Below, Julie uses 3 SparkPress covers as examples to show how you can channel that particularly edgy theme and complex storyline that you’re trying to get across…
Have you written a literary novel that deals with unusually edgy subject matter? It’s an author’s challenge to come up with the story and themes and write a complex story; it’s our job as designers to find a way to present this material to potential readers in a way that will engage viewers and invite them to buy your book. In this post we’ll take a look at two backlist titles and one current novel where the offbeat, sometimes dark content led the way to successful covers. The trick is to find the light in that darkness.
The first thing to remember in designing covers for literary novels, and for that matter any other book of fiction, is that no matter how complex the story and themes the cover can’t and shouldn’t tell the whole story. What the cover needs to do—especially now when buyers are often looking at a postage stamp sized image on a website—is to communicate the essence of the emotional world the book’s characters live in, an authentic and unique sense of place and personality. We can do this with images that will resonate—of a single character or characters, an evocative setting, an object. Sometimes we can suggest this without any image by making startling use of color and typography. Sometimes we will use aspects of all these elements. I spend a lot of my designing time searching for images. Even when I have some fantasy image in my mind, I try to push that aside to make room for something I never expected to find which might be a million times more exciting and fresh. As I’ve mentioned in previous posts, the best results come together in some combination of kismet and effort.

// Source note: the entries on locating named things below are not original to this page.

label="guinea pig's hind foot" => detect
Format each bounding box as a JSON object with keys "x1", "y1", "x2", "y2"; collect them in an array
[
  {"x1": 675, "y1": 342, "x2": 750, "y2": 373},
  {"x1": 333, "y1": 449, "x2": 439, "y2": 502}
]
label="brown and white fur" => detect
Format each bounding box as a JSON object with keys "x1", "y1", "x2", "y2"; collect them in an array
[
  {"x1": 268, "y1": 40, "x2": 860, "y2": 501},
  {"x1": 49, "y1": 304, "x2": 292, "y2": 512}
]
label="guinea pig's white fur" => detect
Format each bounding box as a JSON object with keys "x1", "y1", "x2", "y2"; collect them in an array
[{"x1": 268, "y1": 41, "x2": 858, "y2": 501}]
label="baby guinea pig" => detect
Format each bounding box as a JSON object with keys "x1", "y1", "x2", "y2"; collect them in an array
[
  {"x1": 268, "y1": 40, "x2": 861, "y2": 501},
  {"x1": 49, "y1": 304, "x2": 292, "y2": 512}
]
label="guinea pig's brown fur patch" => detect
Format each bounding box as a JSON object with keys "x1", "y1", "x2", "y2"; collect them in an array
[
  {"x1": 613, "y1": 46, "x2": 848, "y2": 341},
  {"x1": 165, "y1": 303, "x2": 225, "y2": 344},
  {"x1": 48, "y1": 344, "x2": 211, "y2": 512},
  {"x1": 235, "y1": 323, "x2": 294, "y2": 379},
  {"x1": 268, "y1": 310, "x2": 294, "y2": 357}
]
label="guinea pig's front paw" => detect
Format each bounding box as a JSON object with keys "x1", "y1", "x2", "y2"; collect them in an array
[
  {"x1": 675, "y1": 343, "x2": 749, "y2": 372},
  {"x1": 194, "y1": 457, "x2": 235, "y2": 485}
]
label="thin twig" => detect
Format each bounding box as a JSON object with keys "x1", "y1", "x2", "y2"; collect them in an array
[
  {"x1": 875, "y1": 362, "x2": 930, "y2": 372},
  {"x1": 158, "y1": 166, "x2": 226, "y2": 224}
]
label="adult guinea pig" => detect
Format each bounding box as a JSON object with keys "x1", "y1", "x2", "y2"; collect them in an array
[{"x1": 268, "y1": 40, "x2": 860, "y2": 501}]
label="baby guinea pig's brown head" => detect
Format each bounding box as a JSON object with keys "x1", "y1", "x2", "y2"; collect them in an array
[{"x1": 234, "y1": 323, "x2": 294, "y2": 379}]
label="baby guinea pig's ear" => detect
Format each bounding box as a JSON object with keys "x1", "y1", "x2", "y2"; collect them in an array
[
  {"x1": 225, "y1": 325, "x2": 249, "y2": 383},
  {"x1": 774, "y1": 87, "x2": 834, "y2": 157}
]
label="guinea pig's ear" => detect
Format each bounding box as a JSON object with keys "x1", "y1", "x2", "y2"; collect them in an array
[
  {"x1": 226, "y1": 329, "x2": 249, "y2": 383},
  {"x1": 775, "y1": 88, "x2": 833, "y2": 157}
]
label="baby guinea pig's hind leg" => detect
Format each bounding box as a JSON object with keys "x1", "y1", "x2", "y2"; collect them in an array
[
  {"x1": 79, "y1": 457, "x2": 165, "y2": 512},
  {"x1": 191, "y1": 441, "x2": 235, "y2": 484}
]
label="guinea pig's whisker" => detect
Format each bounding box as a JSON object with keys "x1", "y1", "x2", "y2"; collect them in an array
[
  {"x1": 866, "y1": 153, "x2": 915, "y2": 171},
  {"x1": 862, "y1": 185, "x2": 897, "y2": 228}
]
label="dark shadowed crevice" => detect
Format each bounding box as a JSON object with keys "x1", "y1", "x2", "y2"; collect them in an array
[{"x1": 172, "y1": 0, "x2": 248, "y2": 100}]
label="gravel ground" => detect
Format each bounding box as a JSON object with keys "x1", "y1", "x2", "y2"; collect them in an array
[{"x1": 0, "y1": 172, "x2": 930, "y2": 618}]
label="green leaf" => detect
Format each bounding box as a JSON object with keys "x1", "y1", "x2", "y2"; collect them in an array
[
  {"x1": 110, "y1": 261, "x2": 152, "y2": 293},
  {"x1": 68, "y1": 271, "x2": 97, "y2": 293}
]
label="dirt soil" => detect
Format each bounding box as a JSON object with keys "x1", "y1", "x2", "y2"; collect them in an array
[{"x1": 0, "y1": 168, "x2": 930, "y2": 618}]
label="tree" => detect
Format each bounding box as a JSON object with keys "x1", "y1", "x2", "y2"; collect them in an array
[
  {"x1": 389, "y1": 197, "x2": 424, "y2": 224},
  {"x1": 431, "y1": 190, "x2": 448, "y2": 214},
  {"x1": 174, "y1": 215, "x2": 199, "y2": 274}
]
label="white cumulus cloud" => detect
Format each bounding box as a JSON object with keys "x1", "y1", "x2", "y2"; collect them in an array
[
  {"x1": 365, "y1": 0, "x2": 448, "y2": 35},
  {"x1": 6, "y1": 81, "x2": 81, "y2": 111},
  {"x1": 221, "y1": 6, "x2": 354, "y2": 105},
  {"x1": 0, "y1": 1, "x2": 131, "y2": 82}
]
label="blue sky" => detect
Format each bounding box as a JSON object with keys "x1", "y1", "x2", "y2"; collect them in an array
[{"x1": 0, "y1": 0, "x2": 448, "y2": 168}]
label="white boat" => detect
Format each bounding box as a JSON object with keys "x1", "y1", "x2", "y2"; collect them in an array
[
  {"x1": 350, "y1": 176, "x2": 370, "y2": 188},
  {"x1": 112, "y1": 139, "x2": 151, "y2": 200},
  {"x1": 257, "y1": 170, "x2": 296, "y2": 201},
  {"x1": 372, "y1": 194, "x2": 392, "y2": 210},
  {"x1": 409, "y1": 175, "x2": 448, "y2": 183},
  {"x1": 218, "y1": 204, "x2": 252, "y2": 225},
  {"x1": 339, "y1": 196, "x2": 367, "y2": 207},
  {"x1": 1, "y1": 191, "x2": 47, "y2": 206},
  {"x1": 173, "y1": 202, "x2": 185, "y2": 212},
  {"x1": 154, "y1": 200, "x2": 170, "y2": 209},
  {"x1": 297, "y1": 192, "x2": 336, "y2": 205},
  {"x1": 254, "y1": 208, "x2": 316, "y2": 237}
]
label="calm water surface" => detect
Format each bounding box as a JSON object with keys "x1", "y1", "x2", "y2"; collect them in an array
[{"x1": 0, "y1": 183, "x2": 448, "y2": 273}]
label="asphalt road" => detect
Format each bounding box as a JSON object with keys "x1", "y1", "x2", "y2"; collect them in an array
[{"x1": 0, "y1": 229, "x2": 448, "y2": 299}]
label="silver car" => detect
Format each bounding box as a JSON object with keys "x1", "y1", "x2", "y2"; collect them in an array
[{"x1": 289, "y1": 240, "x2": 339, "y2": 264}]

Bear Witness by Melissa Clark
Bear Witness is a YA novel that deals with a rough subject. A young woman named Paige, who as a child witnessed the abduction of her best friend, is trying to make her way into adulthood. In considering the cover, I tried to imagine what it would be like to be this young woman who lives with such terrifying memories. As a mother I know that it’s tough enough to be an adolescent without the burden of such a traumatic event.
I imagined that Paige might live with a fear that she can never feel perfectly safe. I came across this image of a young woman peering through the blinds of a window. There was something about her intense expression and the texture of grit and blur on the glass that felt right, suggesting her dark past but also a hopeful glimpse into a different kind of future. We opted for a restrained type treatment and just a pop of color to highlight the title.

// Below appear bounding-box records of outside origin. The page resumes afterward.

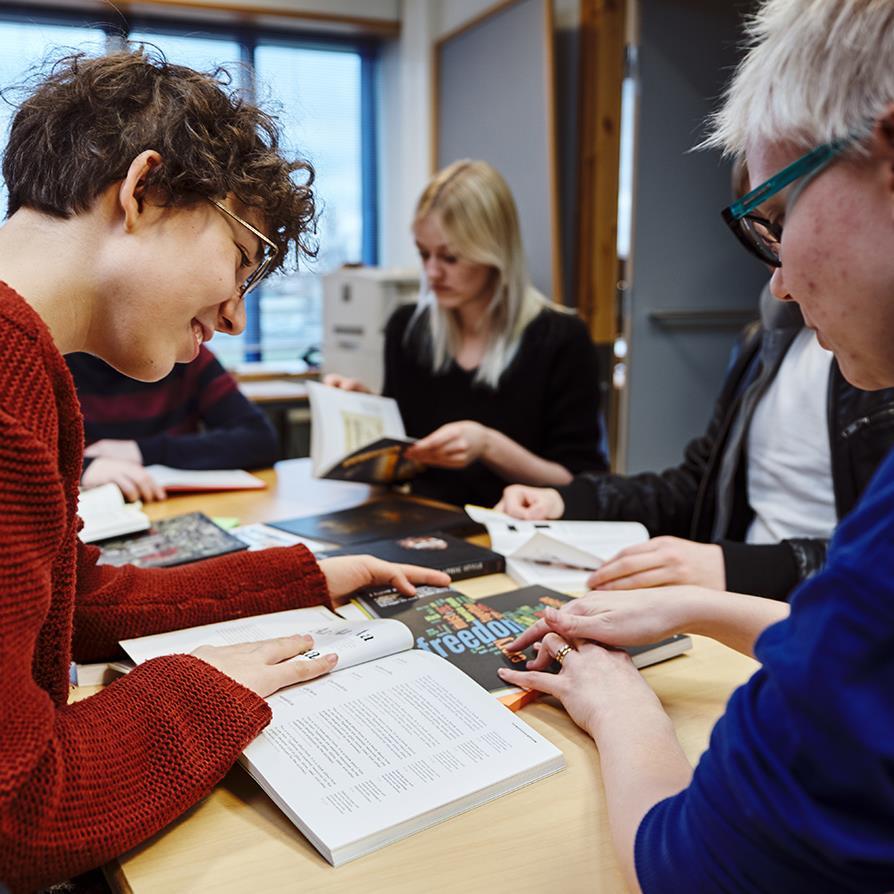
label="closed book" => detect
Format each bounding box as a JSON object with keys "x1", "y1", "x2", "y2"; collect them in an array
[
  {"x1": 320, "y1": 531, "x2": 506, "y2": 593},
  {"x1": 268, "y1": 496, "x2": 484, "y2": 546},
  {"x1": 99, "y1": 512, "x2": 248, "y2": 568}
]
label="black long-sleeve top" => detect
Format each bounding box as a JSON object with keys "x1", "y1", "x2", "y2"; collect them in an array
[
  {"x1": 383, "y1": 305, "x2": 608, "y2": 506},
  {"x1": 66, "y1": 346, "x2": 278, "y2": 469}
]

Ways of Leaving, by Grant Jarrett
Ways of Leaving is a terrific novel by Grant Jarrett. His main character is a man living through rough times who decides to return to his rural Pennsylvania hometown. Misadventures with family and love interests ensue, but throughout these pages there is just the right touch of absurdity and humor. The last pages were truly inspiring and I won’t spoil those for you by telling you any more here! I knew I wanted to find an image that would capture the dark hilarity of Jarrett’s narrative voice.
We considered a number of images but we settled on this one of a woman in a field semi-nude, her clothing strewn about. It seemed to capture some of the narrator’s fantasy life and his own pathetic situation as well. The bright colors of the image stand in contrast to his pessimism. There’s a story there…we as viewers want to know more. And for those of you who love a good short story, Grant has a new anthology out this month called The House That Made Me… for which I wrote an essay.

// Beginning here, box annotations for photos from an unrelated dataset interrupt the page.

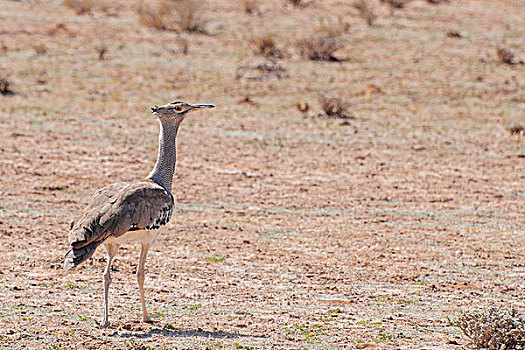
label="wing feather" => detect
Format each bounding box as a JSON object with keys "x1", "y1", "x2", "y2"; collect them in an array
[{"x1": 66, "y1": 180, "x2": 174, "y2": 267}]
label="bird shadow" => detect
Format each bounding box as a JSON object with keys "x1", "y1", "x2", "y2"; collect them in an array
[{"x1": 114, "y1": 327, "x2": 266, "y2": 339}]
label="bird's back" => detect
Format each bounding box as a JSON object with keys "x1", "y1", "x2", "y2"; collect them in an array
[{"x1": 64, "y1": 180, "x2": 174, "y2": 269}]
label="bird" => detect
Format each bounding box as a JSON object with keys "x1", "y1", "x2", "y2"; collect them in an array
[{"x1": 63, "y1": 101, "x2": 215, "y2": 328}]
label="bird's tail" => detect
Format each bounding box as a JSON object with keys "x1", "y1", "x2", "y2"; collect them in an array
[{"x1": 64, "y1": 241, "x2": 102, "y2": 270}]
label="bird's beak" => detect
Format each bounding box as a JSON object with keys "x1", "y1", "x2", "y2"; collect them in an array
[{"x1": 191, "y1": 105, "x2": 215, "y2": 109}]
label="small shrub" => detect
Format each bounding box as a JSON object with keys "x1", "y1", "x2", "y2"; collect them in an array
[
  {"x1": 0, "y1": 78, "x2": 15, "y2": 96},
  {"x1": 33, "y1": 43, "x2": 47, "y2": 55},
  {"x1": 295, "y1": 101, "x2": 310, "y2": 113},
  {"x1": 63, "y1": 0, "x2": 95, "y2": 15},
  {"x1": 352, "y1": 0, "x2": 377, "y2": 26},
  {"x1": 381, "y1": 0, "x2": 410, "y2": 9},
  {"x1": 297, "y1": 35, "x2": 343, "y2": 62},
  {"x1": 95, "y1": 44, "x2": 108, "y2": 61},
  {"x1": 138, "y1": 3, "x2": 168, "y2": 30},
  {"x1": 173, "y1": 0, "x2": 206, "y2": 33},
  {"x1": 179, "y1": 38, "x2": 190, "y2": 55},
  {"x1": 319, "y1": 96, "x2": 350, "y2": 118},
  {"x1": 138, "y1": 0, "x2": 206, "y2": 33},
  {"x1": 241, "y1": 0, "x2": 258, "y2": 15},
  {"x1": 447, "y1": 30, "x2": 463, "y2": 39},
  {"x1": 316, "y1": 17, "x2": 350, "y2": 37},
  {"x1": 455, "y1": 308, "x2": 525, "y2": 350},
  {"x1": 252, "y1": 35, "x2": 282, "y2": 57},
  {"x1": 496, "y1": 47, "x2": 516, "y2": 65},
  {"x1": 288, "y1": 0, "x2": 304, "y2": 6}
]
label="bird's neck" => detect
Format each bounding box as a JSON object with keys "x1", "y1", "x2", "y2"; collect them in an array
[{"x1": 147, "y1": 119, "x2": 179, "y2": 193}]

Tracing the Bones, by Elise Miller
Tracing the Bones is a seriously quirky novel, a suburban satire with a dark edge, following the story of Eve a woman whose marriage unravels with surprising results. I designed Elise Miller’s previous novel
I loved the idea of incorporating my own handlettering as part of the cover, in a style that suggests the humor, against a black background. This is a design where the negative space adds a lot of drama. The deer staring out at us suggests a scene in the book…but I won’t spoil the fun for you here!